This is Part 2 of a 3-part series based on the recently released NCAER-MFIN report, “Assessing the Effectiveness of Regulated Small Borrowing in India” (March 2026). In the previous blog, we examined a set of foundational aspects of the report – namely, the survey timeline, sample representativeness, expenditure patterns, and the reported end use of microfinance loans. In this blog, we turn to some of the broader claims advanced in the report regarding the wider benefits of microfinance and assess whether these claims hold up when situated in a broader empiricalcontext.
The empirical evidence on the developmental impact of microfinance is mixed. Early studies were optimistic about its poverty-reducing potential. Pitt and Khandker (1998) examined Grameen Bank and two other MFIs in Bangladesh and reported positive effects on household expenditure and asset accumulation[1]. Similarly, Khandker (2005) found promising developmental impacts like reductions in poverty at both the household and the broader local economy through spillover effects[2]. The more recent wave of studies has increasingly focused on specific contexts or product innovations rather than offering generalisable assessments of microfinance credit as a whole. For instance, Cai et al. (2020) found positive effects of microcredit in rural China, including higher incomes and reduced poverty, in a setting characterised by very low baseline access to formal finance, high returns to off-farm employment, and relatively borrower-friendly loan terms[3]. Bari et al. (2024) studied asset-based microfinance (where the asset itself serves as collateral which allowed approval of much larger loans) and found statistically significant increases in assets and profits which in turn, increased household income and consumption[4]. Similarly, Battaglia et al. (2024) found that greater flexibility in loan repayment led borrowers to invest more in their businesses, which increased assets, revenues and profits with lower rates of loan default, particularly among poorer borrowers[5].

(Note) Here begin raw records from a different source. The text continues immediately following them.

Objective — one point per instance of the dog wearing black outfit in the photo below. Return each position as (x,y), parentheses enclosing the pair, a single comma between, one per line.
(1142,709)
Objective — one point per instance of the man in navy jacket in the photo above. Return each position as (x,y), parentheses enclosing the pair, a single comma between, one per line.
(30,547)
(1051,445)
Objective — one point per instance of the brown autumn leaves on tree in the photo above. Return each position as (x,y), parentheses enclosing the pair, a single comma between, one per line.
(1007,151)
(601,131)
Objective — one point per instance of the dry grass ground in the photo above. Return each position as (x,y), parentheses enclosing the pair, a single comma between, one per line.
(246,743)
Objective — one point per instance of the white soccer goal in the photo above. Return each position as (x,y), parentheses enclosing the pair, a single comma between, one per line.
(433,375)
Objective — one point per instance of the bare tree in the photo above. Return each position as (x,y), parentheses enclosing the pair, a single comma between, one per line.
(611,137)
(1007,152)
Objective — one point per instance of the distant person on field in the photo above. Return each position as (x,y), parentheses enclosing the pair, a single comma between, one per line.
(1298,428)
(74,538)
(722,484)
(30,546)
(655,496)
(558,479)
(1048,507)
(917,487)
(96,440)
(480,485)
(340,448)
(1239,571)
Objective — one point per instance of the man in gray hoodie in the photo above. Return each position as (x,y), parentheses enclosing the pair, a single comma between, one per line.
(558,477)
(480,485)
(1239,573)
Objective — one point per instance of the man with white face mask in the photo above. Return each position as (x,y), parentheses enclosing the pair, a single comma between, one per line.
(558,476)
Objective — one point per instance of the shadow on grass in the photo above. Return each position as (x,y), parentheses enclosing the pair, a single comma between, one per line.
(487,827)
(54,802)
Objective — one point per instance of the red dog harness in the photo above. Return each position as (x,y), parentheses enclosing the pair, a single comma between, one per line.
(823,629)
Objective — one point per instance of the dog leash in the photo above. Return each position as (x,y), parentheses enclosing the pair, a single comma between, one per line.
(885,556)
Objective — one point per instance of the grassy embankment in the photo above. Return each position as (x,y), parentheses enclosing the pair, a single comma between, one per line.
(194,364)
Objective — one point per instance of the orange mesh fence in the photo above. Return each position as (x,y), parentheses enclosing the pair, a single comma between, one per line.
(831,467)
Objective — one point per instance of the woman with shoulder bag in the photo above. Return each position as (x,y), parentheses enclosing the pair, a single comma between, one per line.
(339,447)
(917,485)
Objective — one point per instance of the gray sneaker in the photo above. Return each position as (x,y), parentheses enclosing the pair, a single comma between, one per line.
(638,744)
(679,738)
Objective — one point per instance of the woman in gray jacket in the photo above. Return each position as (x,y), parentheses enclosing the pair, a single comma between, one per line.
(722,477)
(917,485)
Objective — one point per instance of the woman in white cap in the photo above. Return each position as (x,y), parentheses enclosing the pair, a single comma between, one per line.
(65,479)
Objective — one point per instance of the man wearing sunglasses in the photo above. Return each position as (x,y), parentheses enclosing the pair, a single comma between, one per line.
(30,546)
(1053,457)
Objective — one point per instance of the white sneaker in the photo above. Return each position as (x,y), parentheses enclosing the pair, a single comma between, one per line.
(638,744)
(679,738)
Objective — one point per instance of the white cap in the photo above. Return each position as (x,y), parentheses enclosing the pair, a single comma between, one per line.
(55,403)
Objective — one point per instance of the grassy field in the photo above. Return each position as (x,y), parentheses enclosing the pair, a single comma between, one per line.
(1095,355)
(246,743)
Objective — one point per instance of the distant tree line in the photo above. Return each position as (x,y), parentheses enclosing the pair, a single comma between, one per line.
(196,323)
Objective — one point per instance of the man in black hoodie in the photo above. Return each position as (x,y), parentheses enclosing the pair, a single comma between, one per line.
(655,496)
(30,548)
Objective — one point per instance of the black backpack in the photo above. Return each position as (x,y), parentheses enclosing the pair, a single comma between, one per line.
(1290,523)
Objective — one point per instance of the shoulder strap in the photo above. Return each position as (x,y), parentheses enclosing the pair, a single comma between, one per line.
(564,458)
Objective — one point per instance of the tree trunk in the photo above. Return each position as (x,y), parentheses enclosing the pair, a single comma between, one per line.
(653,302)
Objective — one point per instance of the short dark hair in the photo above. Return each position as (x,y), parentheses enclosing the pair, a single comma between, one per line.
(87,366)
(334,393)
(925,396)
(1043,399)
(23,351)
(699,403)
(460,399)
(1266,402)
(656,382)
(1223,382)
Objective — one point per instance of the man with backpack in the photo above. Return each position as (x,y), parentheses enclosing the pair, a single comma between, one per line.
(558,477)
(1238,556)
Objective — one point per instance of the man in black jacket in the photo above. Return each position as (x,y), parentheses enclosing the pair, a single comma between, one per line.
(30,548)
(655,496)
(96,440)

However, evidence from randomised evaluations (Banerjee, Karlan, and Zinman 2015; Banerjee et al. 2015; Meager 2019) across multiple countries found no uniform developmental impact of microfinance with gains being very modest and far less transformative than originally claimed[6],[7],[8]. While access to credit increased borrowing and supported business activity in some contexts, average effects on broader welfare indicators (like, poverty alleviation, consumption increase, educational and health improvements, etc.) were mostly non-existent, often with outcomes varying significantly across settings and borrower characteristics. Furthermore, Banerjee et al. (2024) who examined the long-term impact of microfinance, found that for the vast majority of poor households, microfinance fails to release them from the poverty trap and provides zero long term economic benefits[9].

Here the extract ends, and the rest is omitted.